大腸癌肝転移に対する治療は、肝切除術が基本であることは今も昔も変わりませんが、近年、オキザリプラチン、イリノテカンといった新規薬剤を用いた新規化学療法にベバシズマブを始めとする分子標的治療薬を組み合わせることにより、治療戦略が多様化し、また、成績も向上しています。

当科でも新規化学療法導入後、平成23年12月までに大腸癌肝転移症例45例(平均年齢67歳、男女比29:16)に対して肝切除術を行って良好な成績を挙げています。

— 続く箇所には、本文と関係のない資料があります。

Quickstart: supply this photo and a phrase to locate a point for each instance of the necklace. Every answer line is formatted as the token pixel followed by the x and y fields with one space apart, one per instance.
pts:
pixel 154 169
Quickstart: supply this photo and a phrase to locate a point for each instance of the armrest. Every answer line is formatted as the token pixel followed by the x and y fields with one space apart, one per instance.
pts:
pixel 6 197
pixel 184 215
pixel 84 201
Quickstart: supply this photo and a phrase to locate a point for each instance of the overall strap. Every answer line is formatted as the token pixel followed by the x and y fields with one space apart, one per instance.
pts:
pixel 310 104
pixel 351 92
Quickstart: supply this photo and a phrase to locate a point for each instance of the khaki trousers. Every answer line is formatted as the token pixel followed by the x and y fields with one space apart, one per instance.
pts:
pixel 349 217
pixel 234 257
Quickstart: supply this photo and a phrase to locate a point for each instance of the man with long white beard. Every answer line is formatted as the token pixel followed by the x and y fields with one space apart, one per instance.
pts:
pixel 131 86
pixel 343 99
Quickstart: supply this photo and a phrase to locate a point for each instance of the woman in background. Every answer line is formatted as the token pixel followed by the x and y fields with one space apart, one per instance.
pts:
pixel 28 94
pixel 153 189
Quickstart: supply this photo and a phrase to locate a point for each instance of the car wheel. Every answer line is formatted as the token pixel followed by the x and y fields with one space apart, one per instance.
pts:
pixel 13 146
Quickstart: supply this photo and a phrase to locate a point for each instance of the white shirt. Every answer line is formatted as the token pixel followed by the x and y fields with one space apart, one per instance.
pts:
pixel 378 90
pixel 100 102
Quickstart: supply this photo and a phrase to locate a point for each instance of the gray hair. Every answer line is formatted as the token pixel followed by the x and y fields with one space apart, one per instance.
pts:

肝切除術前に化学療法を行うことにより、切除不能であったものが切除可能になったり、初めから切除可能であっても病巣が縮小することにより、切除範囲を小さくすることが出来ることがあります。当科でも肝切除術前化学療法を積極的に行っております。特に同時性肝転移症例(ここでは大腸癌診断時に肝転移があるもの)では、まず大腸の原発巣を切除し、その後化学療法を行って肝切除を行うのを基本方針としています。奏功率(抗癌剤治療が効いたと判断されるもの)は52.6%で、中には病変が全く消失したケースもあります。有害事象(抗癌剤の副作用)はありますが、薬剤の減量や休薬で軽快しており、また、肝切除術前化学療法を行わなかった場合と比べて肝切除術後の合併症が高率になったり、在院日数が長くなることもなく、安全に施行可能となっています。

肝切除術後も再発予防の観点から基本的に術後補助化学療法を行っていますが、約半数に再発を認めているのが現状です。しかし、再肝切除を含めた集学的治療により、生存率の向上を目指しています。当科における大腸癌肝転移切除例の5年生存率は63.9%、5年無再発生存率は41.3%で、全国的に見ても良好な成績です。

大腸癌肝転移症例に対する肝切除術前後の分子標的治療薬を含めた新規化学療法は安全に施行可能で、奏功率や生存率は良好であり、有用であると考えております。